WolverineNation roundtable

ANN ARBOR, Mich. -- It is Ohio State week, Michigan’s biggest rivalry and the fiercest in the Big Ten. So what else would the WolverineNation staff focus on other than the Buckeyes?

Nothing, of course.

This week, the staff looks at keys for Michigan, areas of concern and the intriguing question of where, exactly, do the Wolverines put Denard Robinson.

1) If Michigan were to win Saturday, what would be the one absolute key that would have to happen for the Wolverines to do so?

Michael Rothstein: Keep Braxton Miller under 300 total yards. Michigan cannot afford to get in a shootout on the road against this season’s version of Miller and Ohio State. It did so last year and won, but that was in Ann Arbor against a freshman Miller. This year’s Miller is a year older and smarter with his arm and legs. If Michigan can contain the edge and turn Miller into just a passer, that would be a big key for Michigan.

Chantel Jennings: Michigan-Ohio State is historically a defensive battle. Whichever team's D makes more plays and more stops is going to be the team that leaves the field happy. With that, I think the key for the Wolverines is that their front seven needs to limit the rushing yardage from Miller and Carlos Hyde, the Big Ten's most productive running tandem. The Wolverines need to get enough pressure with just a four-man rush (and yes, throw in an occasional blitz), and linebackers Jake Ryan, Kenny Demens and James Ross need to make plays.

Tom VanHaaren: The defense will need to hold Miller in check. Potentially taking a little from what Wisconsin did defensively against the Buckeyes and get Miller to throw rather then extend a play with his legs. If he does take off running the Michigan defense needs to be sound fundamentally and keep contain.

2) Last week Denard Robinson played quarterback, running back and wide receiver. Where does he play the most Saturday?

Rothstein: Quarterback. He won’t be there full-time -- expect him to line up in the slot a decent amount -- but if Robinson can have any velocity on his throws, his dual-threat ability on plays when he lines up there ratchets up to previous levels of concern for defenses. Wouldn’t expect him at quarterback for more than 40-50 percent of Michigan’s snaps, but it remains one part of a potentially lethal offense for Michigan.

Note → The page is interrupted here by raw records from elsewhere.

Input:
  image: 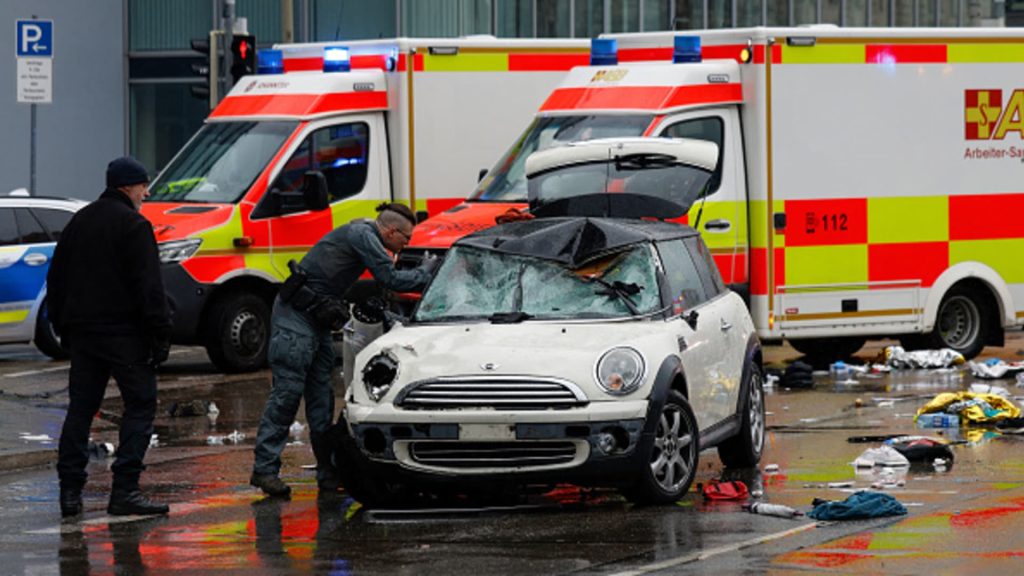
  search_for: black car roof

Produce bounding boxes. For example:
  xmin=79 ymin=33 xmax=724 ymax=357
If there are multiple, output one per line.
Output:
xmin=455 ymin=217 xmax=697 ymax=268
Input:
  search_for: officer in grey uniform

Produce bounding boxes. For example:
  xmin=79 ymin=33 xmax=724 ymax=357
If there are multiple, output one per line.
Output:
xmin=249 ymin=203 xmax=439 ymax=496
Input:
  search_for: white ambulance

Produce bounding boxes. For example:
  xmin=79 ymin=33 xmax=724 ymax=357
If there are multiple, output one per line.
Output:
xmin=410 ymin=27 xmax=1024 ymax=358
xmin=142 ymin=37 xmax=589 ymax=371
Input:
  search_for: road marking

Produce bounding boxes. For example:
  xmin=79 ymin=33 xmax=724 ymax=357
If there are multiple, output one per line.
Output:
xmin=612 ymin=523 xmax=817 ymax=576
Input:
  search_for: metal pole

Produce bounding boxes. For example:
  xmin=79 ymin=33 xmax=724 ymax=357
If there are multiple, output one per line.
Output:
xmin=29 ymin=104 xmax=36 ymax=196
xmin=224 ymin=0 xmax=234 ymax=94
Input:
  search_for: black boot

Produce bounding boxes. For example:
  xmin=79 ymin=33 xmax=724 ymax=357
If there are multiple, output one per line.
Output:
xmin=106 ymin=490 xmax=171 ymax=516
xmin=60 ymin=488 xmax=82 ymax=518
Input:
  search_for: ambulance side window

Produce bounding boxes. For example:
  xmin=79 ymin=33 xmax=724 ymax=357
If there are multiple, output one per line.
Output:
xmin=662 ymin=116 xmax=725 ymax=194
xmin=272 ymin=122 xmax=370 ymax=208
xmin=0 ymin=208 xmax=20 ymax=246
xmin=657 ymin=240 xmax=708 ymax=314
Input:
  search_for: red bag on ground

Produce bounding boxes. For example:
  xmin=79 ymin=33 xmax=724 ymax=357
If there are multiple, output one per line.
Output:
xmin=705 ymin=480 xmax=751 ymax=500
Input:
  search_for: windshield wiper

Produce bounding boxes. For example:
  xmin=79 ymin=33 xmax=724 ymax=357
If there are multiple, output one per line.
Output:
xmin=591 ymin=278 xmax=643 ymax=316
xmin=487 ymin=312 xmax=534 ymax=324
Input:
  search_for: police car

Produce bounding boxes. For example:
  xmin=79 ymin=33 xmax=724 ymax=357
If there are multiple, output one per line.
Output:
xmin=0 ymin=191 xmax=87 ymax=359
xmin=339 ymin=138 xmax=765 ymax=505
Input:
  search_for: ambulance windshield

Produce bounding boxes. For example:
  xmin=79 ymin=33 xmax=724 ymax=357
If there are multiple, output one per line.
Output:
xmin=469 ymin=114 xmax=653 ymax=202
xmin=146 ymin=122 xmax=298 ymax=203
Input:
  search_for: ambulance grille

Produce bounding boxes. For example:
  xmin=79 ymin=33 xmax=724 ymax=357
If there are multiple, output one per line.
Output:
xmin=410 ymin=441 xmax=577 ymax=469
xmin=394 ymin=376 xmax=588 ymax=410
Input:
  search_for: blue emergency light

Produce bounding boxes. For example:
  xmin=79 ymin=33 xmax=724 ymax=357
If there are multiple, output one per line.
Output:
xmin=324 ymin=46 xmax=352 ymax=72
xmin=590 ymin=38 xmax=618 ymax=66
xmin=256 ymin=48 xmax=285 ymax=74
xmin=672 ymin=36 xmax=700 ymax=64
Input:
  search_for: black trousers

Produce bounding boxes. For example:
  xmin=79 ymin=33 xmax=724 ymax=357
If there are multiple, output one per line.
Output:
xmin=57 ymin=331 xmax=157 ymax=491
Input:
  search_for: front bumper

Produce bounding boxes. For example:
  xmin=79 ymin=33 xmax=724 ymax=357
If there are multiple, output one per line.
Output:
xmin=347 ymin=401 xmax=647 ymax=485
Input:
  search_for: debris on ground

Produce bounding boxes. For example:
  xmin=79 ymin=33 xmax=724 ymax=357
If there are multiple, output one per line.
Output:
xmin=882 ymin=346 xmax=966 ymax=369
xmin=967 ymin=358 xmax=1024 ymax=380
xmin=914 ymin=392 xmax=1021 ymax=424
xmin=807 ymin=490 xmax=906 ymax=521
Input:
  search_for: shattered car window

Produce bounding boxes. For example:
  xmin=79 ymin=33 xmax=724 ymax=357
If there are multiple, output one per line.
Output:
xmin=416 ymin=245 xmax=660 ymax=322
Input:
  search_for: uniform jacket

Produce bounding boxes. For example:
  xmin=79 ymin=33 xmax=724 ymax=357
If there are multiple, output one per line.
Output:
xmin=46 ymin=189 xmax=171 ymax=341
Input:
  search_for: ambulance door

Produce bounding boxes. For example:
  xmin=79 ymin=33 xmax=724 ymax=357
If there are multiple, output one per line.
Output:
xmin=263 ymin=113 xmax=391 ymax=277
xmin=653 ymin=108 xmax=750 ymax=300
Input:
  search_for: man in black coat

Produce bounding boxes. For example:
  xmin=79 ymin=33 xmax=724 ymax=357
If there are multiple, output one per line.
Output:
xmin=46 ymin=157 xmax=171 ymax=518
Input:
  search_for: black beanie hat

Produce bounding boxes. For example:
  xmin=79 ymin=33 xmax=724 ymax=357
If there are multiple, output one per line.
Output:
xmin=106 ymin=156 xmax=150 ymax=188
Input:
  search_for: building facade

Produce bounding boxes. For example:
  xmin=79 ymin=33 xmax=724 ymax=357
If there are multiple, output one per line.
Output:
xmin=0 ymin=0 xmax=1011 ymax=199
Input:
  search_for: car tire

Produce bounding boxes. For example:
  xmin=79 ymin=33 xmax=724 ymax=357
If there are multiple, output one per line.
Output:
xmin=718 ymin=363 xmax=765 ymax=468
xmin=924 ymin=286 xmax=992 ymax=359
xmin=206 ymin=292 xmax=270 ymax=372
xmin=790 ymin=336 xmax=867 ymax=362
xmin=623 ymin=390 xmax=700 ymax=505
xmin=32 ymin=300 xmax=68 ymax=360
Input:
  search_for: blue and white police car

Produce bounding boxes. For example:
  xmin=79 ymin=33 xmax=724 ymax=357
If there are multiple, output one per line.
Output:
xmin=0 ymin=191 xmax=87 ymax=358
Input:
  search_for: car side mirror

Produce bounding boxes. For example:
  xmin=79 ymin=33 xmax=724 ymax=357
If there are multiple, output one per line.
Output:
xmin=302 ymin=170 xmax=331 ymax=211
xmin=683 ymin=310 xmax=700 ymax=330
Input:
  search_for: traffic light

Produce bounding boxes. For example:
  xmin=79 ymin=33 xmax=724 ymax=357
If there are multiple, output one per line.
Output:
xmin=188 ymin=31 xmax=220 ymax=110
xmin=231 ymin=34 xmax=256 ymax=84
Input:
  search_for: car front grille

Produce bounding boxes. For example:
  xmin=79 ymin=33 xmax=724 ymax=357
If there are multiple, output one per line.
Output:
xmin=410 ymin=441 xmax=578 ymax=469
xmin=394 ymin=376 xmax=588 ymax=410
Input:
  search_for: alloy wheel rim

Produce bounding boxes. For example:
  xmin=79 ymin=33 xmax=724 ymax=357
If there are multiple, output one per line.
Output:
xmin=650 ymin=404 xmax=694 ymax=493
xmin=939 ymin=296 xmax=981 ymax=349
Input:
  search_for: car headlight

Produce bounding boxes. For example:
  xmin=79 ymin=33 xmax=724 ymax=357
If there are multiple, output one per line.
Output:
xmin=362 ymin=353 xmax=398 ymax=402
xmin=157 ymin=238 xmax=203 ymax=264
xmin=595 ymin=346 xmax=644 ymax=396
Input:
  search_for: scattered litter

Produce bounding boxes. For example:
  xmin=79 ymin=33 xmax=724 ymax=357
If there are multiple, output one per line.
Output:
xmin=703 ymin=480 xmax=751 ymax=500
xmin=916 ymin=392 xmax=1021 ymax=423
xmin=853 ymin=445 xmax=910 ymax=468
xmin=745 ymin=502 xmax=804 ymax=518
xmin=967 ymin=358 xmax=1024 ymax=379
xmin=807 ymin=490 xmax=906 ymax=521
xmin=882 ymin=346 xmax=965 ymax=369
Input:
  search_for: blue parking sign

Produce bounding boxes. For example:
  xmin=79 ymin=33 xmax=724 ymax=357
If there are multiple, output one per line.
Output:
xmin=16 ymin=20 xmax=53 ymax=57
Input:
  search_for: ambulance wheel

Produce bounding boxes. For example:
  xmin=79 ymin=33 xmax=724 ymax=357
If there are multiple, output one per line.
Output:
xmin=790 ymin=336 xmax=866 ymax=362
xmin=929 ymin=286 xmax=992 ymax=359
xmin=623 ymin=390 xmax=700 ymax=505
xmin=33 ymin=300 xmax=68 ymax=360
xmin=718 ymin=363 xmax=765 ymax=468
xmin=206 ymin=292 xmax=270 ymax=372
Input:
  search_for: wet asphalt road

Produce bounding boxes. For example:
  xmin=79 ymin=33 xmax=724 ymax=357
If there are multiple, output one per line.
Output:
xmin=0 ymin=338 xmax=1024 ymax=576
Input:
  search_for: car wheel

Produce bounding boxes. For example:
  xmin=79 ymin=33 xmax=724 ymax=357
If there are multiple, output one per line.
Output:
xmin=624 ymin=390 xmax=700 ymax=504
xmin=928 ymin=286 xmax=991 ymax=359
xmin=206 ymin=292 xmax=270 ymax=372
xmin=32 ymin=300 xmax=68 ymax=360
xmin=718 ymin=364 xmax=765 ymax=468
xmin=790 ymin=336 xmax=866 ymax=362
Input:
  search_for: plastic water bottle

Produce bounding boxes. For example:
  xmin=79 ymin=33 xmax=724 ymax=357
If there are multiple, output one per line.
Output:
xmin=750 ymin=502 xmax=804 ymax=518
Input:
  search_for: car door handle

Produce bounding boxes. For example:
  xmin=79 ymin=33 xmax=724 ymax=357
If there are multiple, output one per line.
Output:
xmin=22 ymin=252 xmax=49 ymax=266
xmin=705 ymin=218 xmax=732 ymax=232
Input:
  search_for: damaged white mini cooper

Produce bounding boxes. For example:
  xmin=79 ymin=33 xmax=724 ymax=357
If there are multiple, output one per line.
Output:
xmin=342 ymin=138 xmax=765 ymax=505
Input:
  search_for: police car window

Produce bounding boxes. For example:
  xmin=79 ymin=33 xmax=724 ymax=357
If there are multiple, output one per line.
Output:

Jennings: I'm guessing we'll see him most at a running back-ish position. I can see him lining up a bit at quarterback, but we haven't seen him attempt a 15-plus yard pass since the Nebraska game. Whether that's gamesmanship or not, I just don't see him getting in the pocket and bombing a few down the field. If he lines up there, OSU will probably know what's coming. But, if Devin Gardner lines up at QB with Robinson elsewhere on the field, it's a bigger surprise and bigger threat for OSU.

VanHaaren: I think his role will be similar to what it was against Iowa. The offense has been clicking with Gardner at quarterback and it seems as though Robinson's inability to grip the ball is a hindrance to his performance. I would expect much of the same unless Robinson is fully recovered.

3) What is Michigan's biggest concern entering Saturday's game against Ohio State?

Rothstein: Miller. Michigan has struggled with mobile quarterbacks this season, and Miller is better than all of those previously faced. While Greg Mattison can come up with creative schemes, it is on the players not to be distracted and lose contain on Miller, an area the Wolverines struggled with against Northwestern, Illinois and Nebraska. If it happens against Miller and Ohio State, it will be a long, long day for Michigan no matter the adjustments it makes.

Jennings: I would say Michigan's defense, but I think Mattison is going to have a bit of a leg up on Meyer's offense considering the two have coached together. He knows tendencies and what Meyer likes/doesn't like. Meyer knows that regarding Mattison, too, but I think it's a bigger advantage for the D. So, instead I'll say running back. This is a big moment for Thomas Rawls. The Wolverines stuck by Fitzgerald Toussaint for the entire season despite his lack of production. Now, in the biggest game of the year, they'll throw Rawls to the wolves and hope for the best.

VanHaaren: Not letting the Ohio State crowd and the enormity of this game get to them. There is always a ton of emotion in this game, but now Michigan has a quarterback who has started only three games. There is potential for the offense to make mistakes, and it will need to remain calm and not shoot itself in the foot.